Cette affaire de levée d’immunité parlementaire à Madagascar éclate dans un contexte national particulièrement tendu. La réélection d’Andry Rajoelina en novembre 2023, marquée par un boycott d’une large partie de l’opposition et un faible taux de participation (autour de 46%), a laissé des cicatrices profondes. La légitimité du pouvoir reste contestée par ses adversaires, créant une atmosphère de défiance permanente. Le Parlement est lui-même le reflet de cette division, avec une majorité présidentielle faisant face à des blocs d’opposition déterminés. C’est dans ce climat de polarisation extrême que la procédure contre Sahondrarimalala est perçue non pas comme un acte de bonne gouvernance, mais comme un nouvel épisode de la lutte acharnée pour le pouvoir qui paralyse le développement du pays.

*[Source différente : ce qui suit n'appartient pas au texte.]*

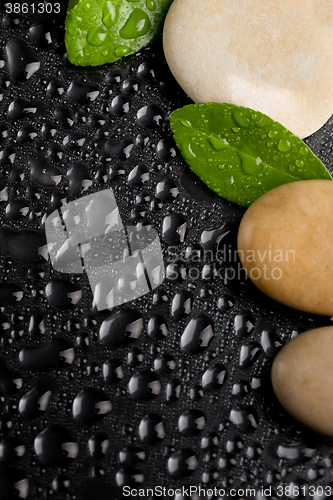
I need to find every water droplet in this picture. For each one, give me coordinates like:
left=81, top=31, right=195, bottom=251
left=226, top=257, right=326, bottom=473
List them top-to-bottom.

La stratégie employée par les défenseurs de l’ex-ministre est un classique de la politique africaine. Face à la justice, de nombreuses personnalités politiques ont historiquement crié au complot pour galvaniser leurs partisans et discréditer les institutions. Des exemples récents au Sénégal avec l’affaire Ousmane Sonko ou plus anciens en Côte d’Ivoire après la crise de 2010-2011, montrent l’efficacité de cette tactique. Le politologue Alain Fomba analyse : « Cette stratégie fonctionne car elle s’appuie sur une méfiance populaire profonde envers une justice souvent perçue comme dépendante du pouvoir politique. En se posant en victime, l’accusé déplace le débat. Il quitte le terrain des faits juridiques, où il pourrait être en difficulté, pour celui de l’émotion politique, où il peut rassembler ses troupes et retourner l’opinion. »
Un test grandeur nature pour l’État de droit à Madagascar

Au-delà de la personne de Marie-Michelle Sahondrarimalala, cette affaire explosive constitue un véritable test pour la solidité des institutions malgaches. Elle met à l’épreuve l’indépendance de la justice, la crédibilité du Parlement et la capacité des acteurs politiques à gérer une crise sans faire sombrer le pays dans un cycle de représailles. L’issue de ce bras de fer déterminera en grande partie la trajectoire de la politique Madagascar pour les années à venir, entre un renforcement de l’État de droit et une dérive autoritaire.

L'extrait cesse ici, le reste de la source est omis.